Sunday, January 19, 2020

Week 3 - Diane Tran

Diane Tran
Professor Valverde
ASA 150E


    In the novel, Kill Anything That Moves by Nick Turse, the author reveals the brutality what the U.S. soldiers and the Vietnamese people had to face during the war. This week's theme is called "Liberal Academic Perspectives." Turse indicates, "McDuff had witnessed multiple cases of Vietnamese civilians being abused and killed by American soldiers and their allies, and he hand found U.S. military justice system to be woefully ineffective in punishing wrongdoers" (1). This depicts how much the Vietnamese people and the U.S. soldiers had to face and how much they suffered.
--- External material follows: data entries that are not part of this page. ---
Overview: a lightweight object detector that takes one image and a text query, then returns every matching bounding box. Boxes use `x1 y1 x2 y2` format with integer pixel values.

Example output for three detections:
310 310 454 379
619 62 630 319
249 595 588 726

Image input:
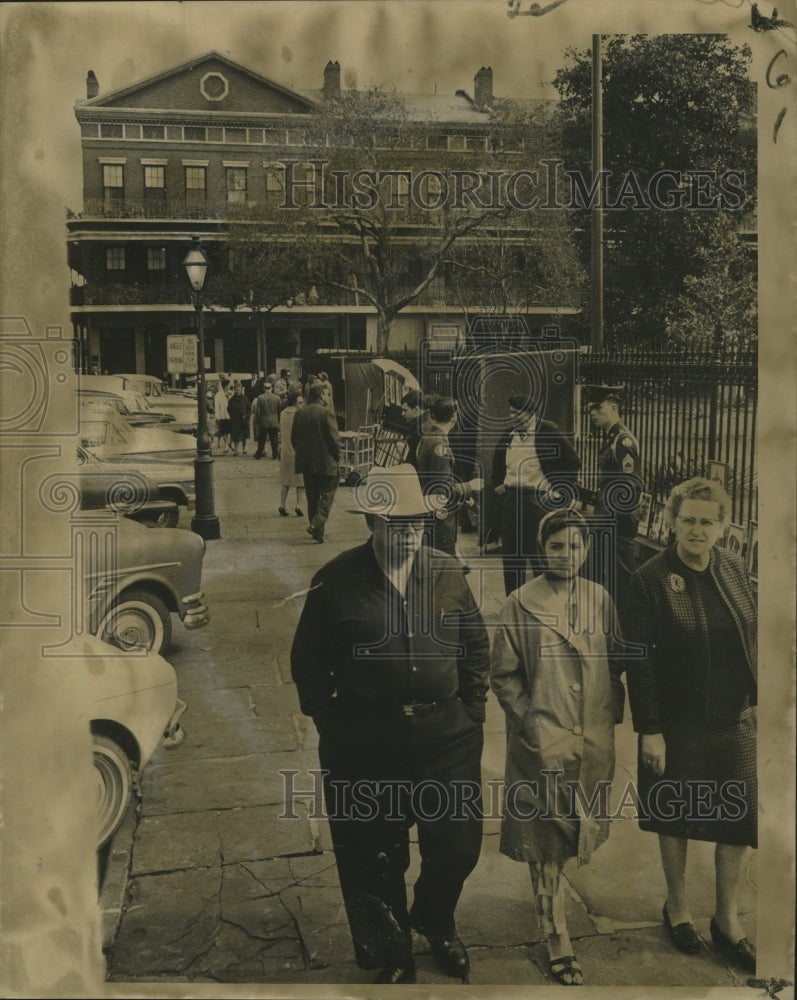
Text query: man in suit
291 464 490 983
252 382 282 460
582 385 642 608
492 394 581 594
411 396 484 556
291 382 340 542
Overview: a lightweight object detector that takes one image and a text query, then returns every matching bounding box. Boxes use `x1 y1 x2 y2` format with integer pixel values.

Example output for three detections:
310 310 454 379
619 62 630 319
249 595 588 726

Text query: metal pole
191 292 221 541
590 35 603 350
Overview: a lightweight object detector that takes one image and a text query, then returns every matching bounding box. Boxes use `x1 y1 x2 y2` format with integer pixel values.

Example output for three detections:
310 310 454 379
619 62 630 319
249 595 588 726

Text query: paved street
104 458 755 988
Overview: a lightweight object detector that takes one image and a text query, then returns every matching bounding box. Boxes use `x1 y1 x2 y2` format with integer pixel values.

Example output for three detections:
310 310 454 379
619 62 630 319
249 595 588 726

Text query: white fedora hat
346 463 437 517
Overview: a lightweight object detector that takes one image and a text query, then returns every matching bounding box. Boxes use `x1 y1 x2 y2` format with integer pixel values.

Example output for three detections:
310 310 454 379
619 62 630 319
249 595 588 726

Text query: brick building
67 52 576 376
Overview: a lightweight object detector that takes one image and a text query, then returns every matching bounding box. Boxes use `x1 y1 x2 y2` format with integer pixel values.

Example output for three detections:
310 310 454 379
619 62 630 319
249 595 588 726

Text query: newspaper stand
338 424 376 481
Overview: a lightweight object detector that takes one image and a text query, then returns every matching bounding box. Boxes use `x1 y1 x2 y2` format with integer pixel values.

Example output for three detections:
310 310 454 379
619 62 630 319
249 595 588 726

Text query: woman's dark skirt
637 708 758 847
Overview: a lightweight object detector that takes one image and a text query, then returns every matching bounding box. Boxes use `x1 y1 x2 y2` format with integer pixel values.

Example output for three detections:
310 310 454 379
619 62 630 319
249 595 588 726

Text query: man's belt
401 701 443 718
506 486 548 500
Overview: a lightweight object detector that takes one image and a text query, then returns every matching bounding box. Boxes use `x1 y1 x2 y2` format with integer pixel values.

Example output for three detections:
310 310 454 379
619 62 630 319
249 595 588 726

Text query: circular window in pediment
199 73 230 101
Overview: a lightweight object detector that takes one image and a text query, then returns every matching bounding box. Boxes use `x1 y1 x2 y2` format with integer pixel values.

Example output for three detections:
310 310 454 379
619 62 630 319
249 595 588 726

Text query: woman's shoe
374 958 418 983
709 917 756 973
661 903 700 955
550 955 584 986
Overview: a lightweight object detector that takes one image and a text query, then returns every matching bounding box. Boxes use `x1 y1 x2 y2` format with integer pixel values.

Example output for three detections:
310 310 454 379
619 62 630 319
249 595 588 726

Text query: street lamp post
183 236 221 541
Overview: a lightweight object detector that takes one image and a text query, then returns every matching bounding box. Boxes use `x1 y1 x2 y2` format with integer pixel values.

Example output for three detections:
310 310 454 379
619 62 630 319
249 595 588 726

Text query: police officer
582 385 642 606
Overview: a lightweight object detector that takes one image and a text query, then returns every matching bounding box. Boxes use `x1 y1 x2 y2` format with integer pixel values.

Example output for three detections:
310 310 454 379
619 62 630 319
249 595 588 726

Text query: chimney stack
324 59 340 101
473 66 493 108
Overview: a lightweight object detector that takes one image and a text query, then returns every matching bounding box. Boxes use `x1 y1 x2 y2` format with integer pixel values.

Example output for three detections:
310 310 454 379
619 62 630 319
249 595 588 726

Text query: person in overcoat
410 396 484 556
291 466 490 983
227 382 252 455
490 509 625 986
291 382 340 542
252 382 282 461
279 388 304 517
492 393 581 594
623 478 758 972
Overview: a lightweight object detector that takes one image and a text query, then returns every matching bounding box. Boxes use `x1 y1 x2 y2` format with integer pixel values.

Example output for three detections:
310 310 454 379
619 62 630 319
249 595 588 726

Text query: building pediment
78 52 314 114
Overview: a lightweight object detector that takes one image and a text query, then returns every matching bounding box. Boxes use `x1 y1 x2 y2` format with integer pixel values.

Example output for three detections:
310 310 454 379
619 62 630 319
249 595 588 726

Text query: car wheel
97 590 172 654
92 733 133 850
144 510 180 528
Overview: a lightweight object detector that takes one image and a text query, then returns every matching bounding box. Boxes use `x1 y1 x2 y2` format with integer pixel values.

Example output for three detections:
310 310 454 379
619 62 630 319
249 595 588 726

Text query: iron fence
579 350 758 529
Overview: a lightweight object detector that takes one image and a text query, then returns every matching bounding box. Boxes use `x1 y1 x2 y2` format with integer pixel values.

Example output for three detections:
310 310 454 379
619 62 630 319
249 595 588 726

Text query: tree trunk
376 312 391 357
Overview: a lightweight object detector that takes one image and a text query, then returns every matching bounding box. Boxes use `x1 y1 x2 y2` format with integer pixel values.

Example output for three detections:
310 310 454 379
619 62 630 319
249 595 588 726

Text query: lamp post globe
183 236 221 541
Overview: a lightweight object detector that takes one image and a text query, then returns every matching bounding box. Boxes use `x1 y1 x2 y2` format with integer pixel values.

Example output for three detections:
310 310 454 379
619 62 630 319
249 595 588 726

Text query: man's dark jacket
291 541 489 767
291 403 340 476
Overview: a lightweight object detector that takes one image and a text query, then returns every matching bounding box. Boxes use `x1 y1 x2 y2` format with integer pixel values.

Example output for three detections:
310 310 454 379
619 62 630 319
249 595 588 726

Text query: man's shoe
709 917 756 973
661 903 700 955
427 934 470 980
374 956 418 983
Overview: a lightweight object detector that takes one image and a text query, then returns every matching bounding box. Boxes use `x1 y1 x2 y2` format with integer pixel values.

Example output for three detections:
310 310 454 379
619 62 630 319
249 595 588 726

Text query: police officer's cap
508 392 537 413
581 385 623 410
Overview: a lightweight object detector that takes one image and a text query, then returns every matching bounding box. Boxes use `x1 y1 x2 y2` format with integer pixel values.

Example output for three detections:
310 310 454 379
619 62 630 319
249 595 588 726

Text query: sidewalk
102 454 755 988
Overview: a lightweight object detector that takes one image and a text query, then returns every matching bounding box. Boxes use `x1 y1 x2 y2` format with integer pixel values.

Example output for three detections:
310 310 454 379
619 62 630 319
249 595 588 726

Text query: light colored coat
491 576 625 863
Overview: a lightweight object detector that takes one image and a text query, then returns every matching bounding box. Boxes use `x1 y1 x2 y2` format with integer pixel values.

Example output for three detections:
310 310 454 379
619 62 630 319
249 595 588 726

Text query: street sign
166 333 197 375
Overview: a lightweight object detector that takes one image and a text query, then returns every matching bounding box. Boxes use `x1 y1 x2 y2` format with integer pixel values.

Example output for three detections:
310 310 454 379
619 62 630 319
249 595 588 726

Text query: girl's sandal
551 955 584 986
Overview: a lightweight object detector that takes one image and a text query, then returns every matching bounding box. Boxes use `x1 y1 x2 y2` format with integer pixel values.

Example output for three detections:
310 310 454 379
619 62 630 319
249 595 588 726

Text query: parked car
85 517 210 653
67 635 186 849
113 374 197 433
79 406 196 460
76 445 196 528
77 387 174 430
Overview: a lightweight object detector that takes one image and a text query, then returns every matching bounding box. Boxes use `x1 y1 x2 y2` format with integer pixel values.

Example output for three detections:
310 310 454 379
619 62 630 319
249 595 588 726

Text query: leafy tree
298 88 578 353
665 214 758 351
554 35 756 343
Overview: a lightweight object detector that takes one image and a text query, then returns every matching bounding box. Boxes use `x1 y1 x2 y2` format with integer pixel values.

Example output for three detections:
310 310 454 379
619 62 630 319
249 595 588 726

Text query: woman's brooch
669 573 686 594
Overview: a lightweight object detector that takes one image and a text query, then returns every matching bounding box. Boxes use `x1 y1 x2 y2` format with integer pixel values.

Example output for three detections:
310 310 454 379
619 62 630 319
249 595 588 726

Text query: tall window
147 247 166 271
144 166 166 215
227 167 246 202
147 247 166 285
102 163 125 208
105 247 125 271
185 167 207 212
264 163 285 207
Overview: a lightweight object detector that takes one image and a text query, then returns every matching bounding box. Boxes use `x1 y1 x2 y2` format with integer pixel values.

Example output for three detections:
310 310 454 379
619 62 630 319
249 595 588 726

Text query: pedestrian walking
582 385 642 608
411 396 484 556
213 378 233 455
279 389 304 517
291 382 340 542
491 510 625 986
252 383 282 461
227 382 252 455
291 462 489 983
625 478 758 972
492 394 581 594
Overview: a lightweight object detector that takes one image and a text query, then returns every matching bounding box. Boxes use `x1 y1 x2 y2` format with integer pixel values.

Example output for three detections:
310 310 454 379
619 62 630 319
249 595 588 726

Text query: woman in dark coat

For example, the novel talked about the My Lai massacre. It was a brutal massacre and due to military operation affected many other people. The deaths of the Southern Vietnamese people were made to seem as it was the mistakes and collateral damage from the war. The text indicated," the Americans entering My Lai encountered only civilians: women, children, and old men... They killed everything. They killed everything that moved" (2).  This exhibits how many people do not know much about the My Lai massacre and how the truth was hidden for a long time. If a Vietnam veteran named Ron Ridenhour did not tell his story, then the world would have not known what would have happened. I remember learning a lot of history in high school and textbooks would often be from a Eurocentric perspective. I remember friends would tell me that the history textbooks would never tell the truth or the perspective of the Native Americans. It would paint the Native Americans to be the enemy compared to the whites. A question I have is how do we know for certain that our textbooks of history are telling the truth? Or why do they always have a bias perspective? I just know that there are always two sides to every story.

Image result for my lai massacre
Source: https://www.indiewire.com/2017/09/the-vietnam-war-my-lai-massacre-lynn-novick-pbs-1201880212/

Works Cited:
Turse, Nick. Kill Anything that Moves: The Real American War in Vietnam. A Metropolitan Book, 2014.